Distingamos entre depresión y duelo

Duelo Mafalda

Vivimos dentro de una marea farmacológica que se aplica a cualquier ocasión, motivo y situación humana. Una de ellas es cada vez más habitual, con todas las consecuencias psicológicas negativas que comporta.

Se está asimilando una depresión, que es una enfermedad físico-psicológica, a las reacciones naturales de duelo. Esta expresión deriva del latín “dolus”- dolor, palabra que nos indica que para reacomodar nuestra vida a lo perdido hemos de ajustar la realidad a las expectativas que manteníamos ante lo que acabamos de perder.

Vamos a ver un caso genérico. Una persona tiene una pérdida importante, profunda, por haber muerto alguna persona amada, atravesar una circunstancia económica dura, el cese de un trabajo o cualquier otra situación de alejamiento psicológico. Se siente triste, llora, tiene problemas con el sueño, con el apetito, etc. y va al médico.

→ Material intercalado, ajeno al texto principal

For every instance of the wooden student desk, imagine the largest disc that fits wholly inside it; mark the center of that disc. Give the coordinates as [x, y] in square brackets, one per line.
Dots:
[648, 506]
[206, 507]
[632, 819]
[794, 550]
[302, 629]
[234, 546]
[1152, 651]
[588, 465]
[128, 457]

Este profesional, en su papel de abordaje de enfermedad física, receta pastillas, antidepresivos, sedantes e hipnóticos, para que el cuerpo vuelva a funcionar con “normalidad”. Y tomamos esos fármacos, nos anestesiamos, nos calmamos y dormimos horas y horas, de modo que la causa del “problema” también se adormece. Así, deja de sufrir y se coloca en un Nirvana dulce, libre de malestar.

Llegados a este punto, se abren dos posibilidades:

– O depende de las pastillas sin fecha de finalización de su administración, para poder seguir esa sedación físico-mental que obnubila las emociones dolorosas,

– o pasado un tiempo considerado prudente, se van dejando de tomar las pastillas de forma paulatina y conveniente para que no produzcan un efecto rebote y alteren aún más el funcionamiento del cuerpo.

Llegados a este punto, si se dejan las sustancias farmacológicas y… ¡horror! El dolor estaba esperando nuestro desentumecimiento emocional a la vuelta de la esquina. Las medicinas solamente han aplazado el momento de enfrentarse de modo psicológico a la pérdida. Con tristeza, con llanto, con sufrimiento, siguiendo un proceso de curación, de cicatrización, de reincorporación a una vida que es diferente, que tiene un hueco, un vacío que hay que compensar con otros objetivos, con otros motivos para seguir andando.

Cuidado pues, con tratar de eliminar de una manera tan artificial una parte sustancial del proceso vital; el dolor es parte del camino, pérdidas las vamos a sufrir antes o después, de un modo u otro. Y si negamos su existencia, si nos anestesiamos mentalmente, también estamos eliminando el disfrute, la alegría, la renovación que hace que la Vida se mantenga en nosotros.